A practitioner-led operation, Parker Fitzgerald prides itself on talking on the “same side of the table” as the industry.
The explosion in digital tech has created new “risk landscapes”, and Parker Fitzgerald’s work is increasingly focused on its impact on finance.
These days, potential hazards are not just conventionally tied to a bank’s loan book and balance sheet. “Banking failures” from data breaches can quickly damage an institution’s reputation.
Addressing this risk landscape is where Parker Fitzgerald comes in. Last year, it identified UK Finance – previously the British Bankers Association – as one of its strategic thought leadership partners.
Their report, “Sustainable Financial Services in the Digital Age”, explores how banks, tech firms and regulators can manage operational resilience.

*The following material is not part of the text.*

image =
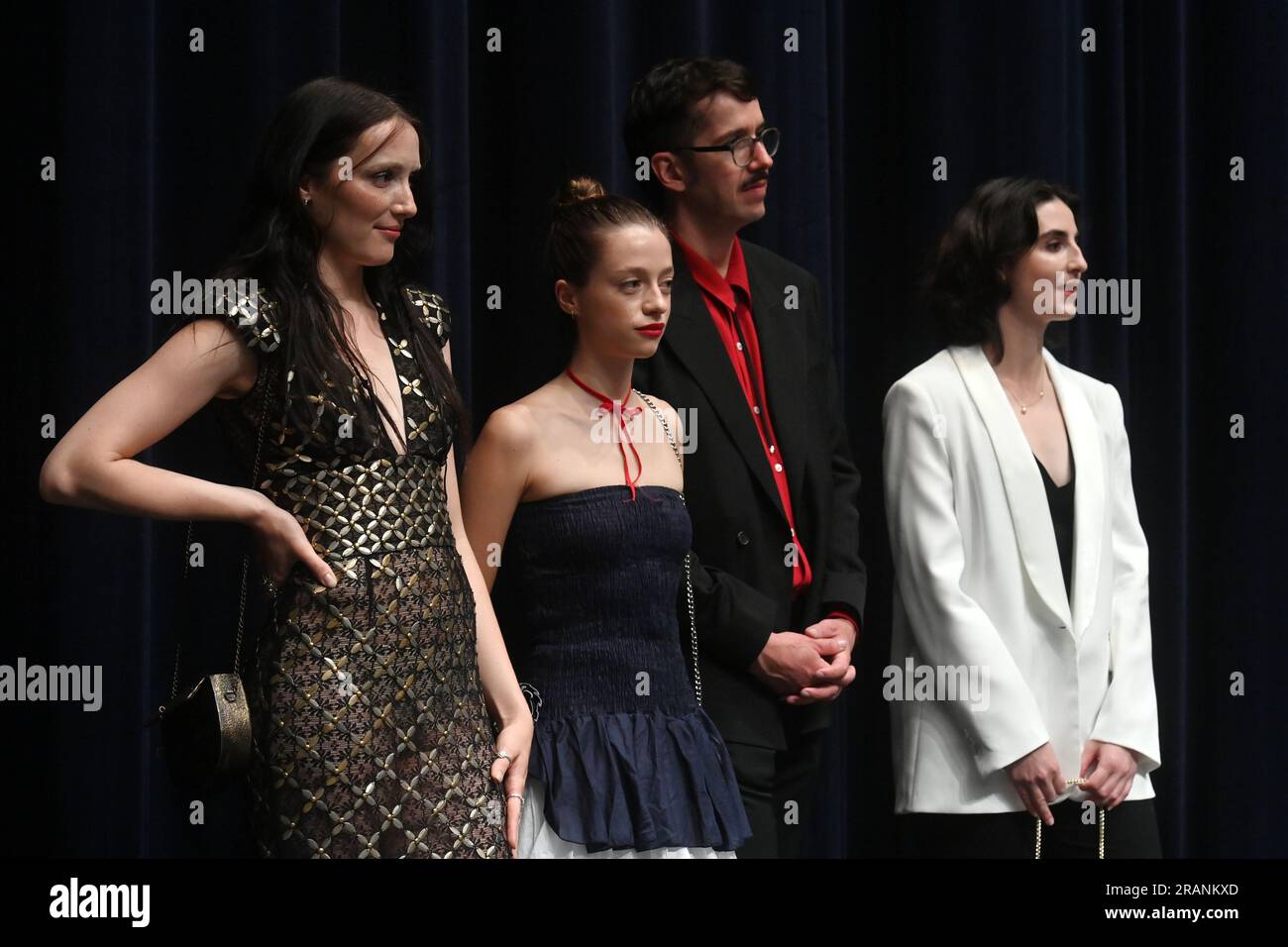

With risk implications and regulatory responses associated with the use of AI, cloud computing and blockchain, the report offers practical suggestions on integrating technologies safely.
“A lot of firms talk about digital transformation and the upside potential. But what we focus on, if you go through this digital transformation journey, is the kind of risks you need to look out for,” says Kuangyi Wei, Parker Fitzgerald’s strategy and external affairs director.
“As you transform a business model, risks present themselves in very different ways from what banks and financial institutions have historically dealt with,” adds Vincent.
One of these issues is cybercrime. “The main thing that financial institutions have to do is protect their digital assets and customer information. And the threat landscape becomes more sophisticated on a daily basis,” he says.
Parker Fitzgerald was also chosen by a global investment bank for a pioneering project to prove the value of data-driven analytics in Risk and Compliance.
Key challenges included the scale of global technology change across the organisation, the complexity of identifying and mitigating underlying causes of IT change-related incidents, and the finite capacity of existing technology management and support teams to manage the risks.
“We applied AI and took in for the first time unstructured data that allowed the client to look at how toxic combinations of risk could manifest themselves in their global architecture,” says Vincent.
Despite its range of offerings, Parker Fitzgerald was still under ten years old and eligible for the MCA’s new consultancy contest. “Competition has been very strong,” says Vincent, “so it’s amazing to be recognised by such a prestigious industry body.”